Any namespace defined are defined at the top most location and then not issued at any sub location anymore. Could fix a lot of issue where you have to interface with bad implementations.

Edit: Interestingly the xmlns handling is implemented for attributes but not for elements! (see https://golang.org/src/encoding/xml/marshal.go createAttrPrefix)

Yeah, unfortunately the real world is full of bad xml handling :(
Also, if two elements share a namespace, and one is a child of the other, it'll repeat the xmlns="" declaration leading to a lot of redundancy. Would be better to omit, or assign a prefix and use that.

any updates?

Any updates will be reported here. Please don't ask for updates here. Ask on a forum instead. See https://golang.org/wiki/Questions. Thanks.

issue opened in 2015 and always same problem in 2020

For the record, the prefix shouldn't actually matter. If two prefixes resolve to the same namespace then they are identical, including the empty prefix.

https://www.w3.org/TR/xml-names/#NT-PrefixedName

This is incorrect. See https://www.w3.org/TR/xml-infoset/#infoitem.element

All three parts of a QName for an element (local name, namespace uri, prefix) are part of the model, and needed for say proper evaluation of XSLT or XML DSig.

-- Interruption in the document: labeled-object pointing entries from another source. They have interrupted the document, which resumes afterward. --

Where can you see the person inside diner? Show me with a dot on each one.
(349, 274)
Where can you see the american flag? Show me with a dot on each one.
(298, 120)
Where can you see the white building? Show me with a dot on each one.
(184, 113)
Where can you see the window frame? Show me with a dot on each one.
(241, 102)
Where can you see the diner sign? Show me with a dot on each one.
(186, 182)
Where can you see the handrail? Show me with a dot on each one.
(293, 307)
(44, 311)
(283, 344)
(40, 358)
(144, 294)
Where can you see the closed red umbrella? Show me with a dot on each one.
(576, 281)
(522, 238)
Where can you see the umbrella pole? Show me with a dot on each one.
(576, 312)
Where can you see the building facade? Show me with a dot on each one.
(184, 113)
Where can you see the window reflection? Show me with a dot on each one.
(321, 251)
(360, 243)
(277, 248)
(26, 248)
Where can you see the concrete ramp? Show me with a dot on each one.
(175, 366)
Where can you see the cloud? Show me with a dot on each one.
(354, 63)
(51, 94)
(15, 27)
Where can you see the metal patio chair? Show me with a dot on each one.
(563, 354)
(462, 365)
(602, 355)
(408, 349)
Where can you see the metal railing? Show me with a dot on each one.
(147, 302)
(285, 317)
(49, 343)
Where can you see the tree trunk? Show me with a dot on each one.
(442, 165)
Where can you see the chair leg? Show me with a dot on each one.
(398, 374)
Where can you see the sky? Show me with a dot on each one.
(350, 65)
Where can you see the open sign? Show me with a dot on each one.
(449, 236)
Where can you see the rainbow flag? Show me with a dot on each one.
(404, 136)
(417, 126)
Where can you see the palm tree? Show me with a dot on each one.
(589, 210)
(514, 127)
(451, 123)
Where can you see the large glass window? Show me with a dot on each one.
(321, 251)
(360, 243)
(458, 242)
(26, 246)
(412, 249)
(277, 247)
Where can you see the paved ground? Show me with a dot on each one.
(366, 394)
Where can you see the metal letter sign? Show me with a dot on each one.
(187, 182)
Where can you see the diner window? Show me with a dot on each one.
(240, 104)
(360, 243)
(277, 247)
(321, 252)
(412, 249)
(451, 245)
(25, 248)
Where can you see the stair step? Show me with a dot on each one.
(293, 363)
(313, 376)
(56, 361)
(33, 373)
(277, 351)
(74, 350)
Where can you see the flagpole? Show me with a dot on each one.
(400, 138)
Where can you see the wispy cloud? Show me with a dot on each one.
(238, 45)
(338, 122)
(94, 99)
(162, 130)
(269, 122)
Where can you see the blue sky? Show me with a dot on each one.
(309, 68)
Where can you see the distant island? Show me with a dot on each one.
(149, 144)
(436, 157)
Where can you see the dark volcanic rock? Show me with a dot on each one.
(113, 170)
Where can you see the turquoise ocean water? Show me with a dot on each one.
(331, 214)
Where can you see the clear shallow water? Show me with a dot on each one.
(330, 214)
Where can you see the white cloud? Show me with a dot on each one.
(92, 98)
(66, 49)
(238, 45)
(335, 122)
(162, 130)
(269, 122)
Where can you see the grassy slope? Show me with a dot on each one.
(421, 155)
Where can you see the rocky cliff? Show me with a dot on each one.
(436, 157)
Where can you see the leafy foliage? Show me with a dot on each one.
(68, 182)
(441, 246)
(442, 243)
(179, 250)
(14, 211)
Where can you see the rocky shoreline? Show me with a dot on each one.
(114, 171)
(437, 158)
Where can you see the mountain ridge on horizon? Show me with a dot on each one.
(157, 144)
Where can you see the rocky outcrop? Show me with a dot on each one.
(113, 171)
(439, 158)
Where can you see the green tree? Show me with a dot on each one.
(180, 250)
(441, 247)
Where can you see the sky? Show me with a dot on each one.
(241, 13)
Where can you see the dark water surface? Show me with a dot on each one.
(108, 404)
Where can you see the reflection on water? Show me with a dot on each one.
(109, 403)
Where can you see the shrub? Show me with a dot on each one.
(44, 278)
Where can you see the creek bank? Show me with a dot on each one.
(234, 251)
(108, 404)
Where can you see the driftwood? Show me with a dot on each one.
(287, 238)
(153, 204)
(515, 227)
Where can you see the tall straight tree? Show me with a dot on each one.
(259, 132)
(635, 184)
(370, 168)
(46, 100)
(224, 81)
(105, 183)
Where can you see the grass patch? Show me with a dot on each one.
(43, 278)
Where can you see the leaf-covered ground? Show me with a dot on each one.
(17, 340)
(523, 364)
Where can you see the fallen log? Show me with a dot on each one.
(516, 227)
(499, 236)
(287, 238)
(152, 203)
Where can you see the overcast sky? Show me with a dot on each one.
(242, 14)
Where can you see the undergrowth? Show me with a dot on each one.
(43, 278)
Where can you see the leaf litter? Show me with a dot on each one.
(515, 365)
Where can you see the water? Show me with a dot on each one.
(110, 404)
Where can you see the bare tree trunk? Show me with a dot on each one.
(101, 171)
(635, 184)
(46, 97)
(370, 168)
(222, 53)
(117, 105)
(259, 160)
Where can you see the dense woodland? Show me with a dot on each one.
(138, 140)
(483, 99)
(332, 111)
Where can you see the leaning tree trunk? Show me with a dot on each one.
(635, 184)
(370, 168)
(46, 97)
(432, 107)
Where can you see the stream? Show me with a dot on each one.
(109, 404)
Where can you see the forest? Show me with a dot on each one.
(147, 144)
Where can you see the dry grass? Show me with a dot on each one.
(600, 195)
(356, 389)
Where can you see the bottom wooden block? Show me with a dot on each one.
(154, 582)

This is unfortunately because of four flagpole reasons:

  1. They defined initial namespace usage without DOM support, so documents were parsed without the namespace axis
  2. The xmlns and prefix were static in the document type definition (DOCTYPE) until other schema definitions came along
  3. XSLT and XPath (along with a few other systems of XML-based processing definitions) used their place in the document to inherit context for expressions. So e.g. an XPath selector in an XSLT can use namespaces declared within the XSLT document in that scope. This means that the prefix is an essential part of evaluating this document, unless you have a model where XPath is a first class type in your DOM - which is extremely difficult since XPath isn't an XML infoset type like element or attribute - its just text.
  4. XML Digital Signatures, having to cope with all of this, described a default system of canonicalizing XML into a predictable binary form. It had to further codify requirements in the XML systems for compatibility where prefixes were maintained, in order to support signed documents which used technology like XPath.

If you are marshalling the entire purpose is to translate from the infoset model into a restricted model represented by the struct. But for things like reading/manipulating elements, attributes, text, etc you want to use the infoset model.

I would agree that it shouldn't have really mattered. Namespaces were deferred and never quote bolted on perfectly, while XPath and XSLT knocked them further loose. C'est la vie.

I am in awe that such a documented bug hinders such useful features has survived this long without fixing.

I hope somebody fixes this. For now, I found a replacement to encoding/xml using nbio/xml which handles namespaces properly.

Hey any update on this?
This is still a major issue 9 years later, and it would be nice to have a reliable XML parser in Golang one day.